Nieczęsto wydarzenia polityczne na południowym krańcu Ameryki wzbudzają taką euforię rynków finansowych, jak kluczowe zwycięstwo prezydenta Javiera Mileia i jego partii „Wolność Postępuje” (LLA) w argentyńskich wyborach śródokresowych. Ten sukces nie tylko umocnił mandat rewolucji wolnorynkowej Mileia, ale stał się energetycznym zastrzykiem dla giełdy, obligacji i samego peso, które poszło w górę aż o 10%.

W dniu triumfu lidera LLA, indeks MERVAL wystrzelił o ponad 19%, a obligacje dolarowe stały się łakomym kąskiem dla inwestorów. Wygląda na to, że szokowa terapia Mileia ma nie tylko wsparcie polityczne, ale także silną osłonę międzynarodową.

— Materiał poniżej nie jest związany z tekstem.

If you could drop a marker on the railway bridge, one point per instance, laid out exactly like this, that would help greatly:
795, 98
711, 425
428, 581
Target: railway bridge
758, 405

Mandat do rewolucji gospodarczej i dyktat rynków
Rozhuśtany przez dekady kryzysów kraj nie tylko dostał szansę na trwałe wyleczenie, ale i na uczestnictwo w globalnej grze liderów, w której Waszyngton odgrywa rolę dobrego wujka z duchem Donalda Trumpa na ramieniu. Wsparcie USA na sumę nawet 40 miliardów dolarów to jasny sygnał – kto nie z Mileiem, ten zostanie pogrzebany przez rynki jeszcze szybciej niż przez politycznych przeciwników.
Trump bez skrupułów ogłosił argentyńskie wybory historycznym zwycięstwem, wbijając szpilę lewicy i pokazując, że Ameryka wraca do gry na zapomnianej planszy zwanej Ameryką Łacińską.
Oszczędnościowy szok i „cywilizacja Zachodu” według Mileia
Wynik LLA – ponad 40% głosów, niemal podwojenie liczby mandatów w Kongresie i decydująca rola w Senacie, stawiają Mileia w pozycję nieomal wszechwładną. Opozycja peronistyczna, która nie potrafiła zdobyć nawet 25%, patrzy na giganta ze strachem – bo teraz prezydent nie tylko może blokować próby impeachmentu, ale również bezapelacyjnie forsować kolejne fazy reform szokowych.

Program radykalnej dyscypliny budżetowej, fiskalnej i emerytalnej zamienił się w test społecznej cierpliwości. Podczas gdy inflacja rzeczywiście schładza się, a peso się stabilizuje, rząd Mileia nie boi się podrażniać najważniejszych nerwów argentyńskiego społeczeństwa – od cięć wydatków po pełnokrwisty leseferyzm.
Prezydent w swojej podzięce dla Trumpa nie tylko wskazał Amerykę jako „przyjaciela przyszłości”, ale też przyrzekł walkę o „cywilizację Zachodu, która wyciągnęła 90% ludzkości z biedy”. Przy braku skrupułów i z żelaznym mandatem, każda reforma może się stać nową normą przetrwania – nie tylko dla Argentyny, ale i dla całej regionalnej doktryny szoku.
CYNICZNYM OKIEM: Rynki świętują, Trump triumfuje, a Milei upaja się własną polityczną wszechmocą. Co z tej układanki zostanie przeciętnemu Argentyńczykowi? Być może jeszcze mniej, niż zwykł dostawać w epoce socjalizmu – bo doktryna wolnego rynku nie zna litości dla słabych. Najpierw inwestorzy, potem politycy, a na końcu społeczeństwo – tyle, że w tej kolejności nie zawsze kończy się happy-endem dla wyborców.
Skrupulatny aplauz rynków to żyrant autokracji – a każda „wielka przemiana” lubi nie tylko dym rewolty, ale też taniec na linie tuż nad przepaścią nowego kryzysu.
Milei zobaczył swoje imię w podręcznikach historii – pytanie tylko, czy będzie przy nim przypis: „odbudował kraj” czy „skonsumował społeczną cierpliwość szybciej niż poprzednicy”. Model z regionu może się stać wzorem lub przestrogą dla reszty kontynentu.
Gra o przyszłość Argentyny rozgrywa się na oczach osłupiałych z podziwu rynków, a polityczna euforia jest równie ulotna jak kurs peso na kolejnej giełdowej sesji.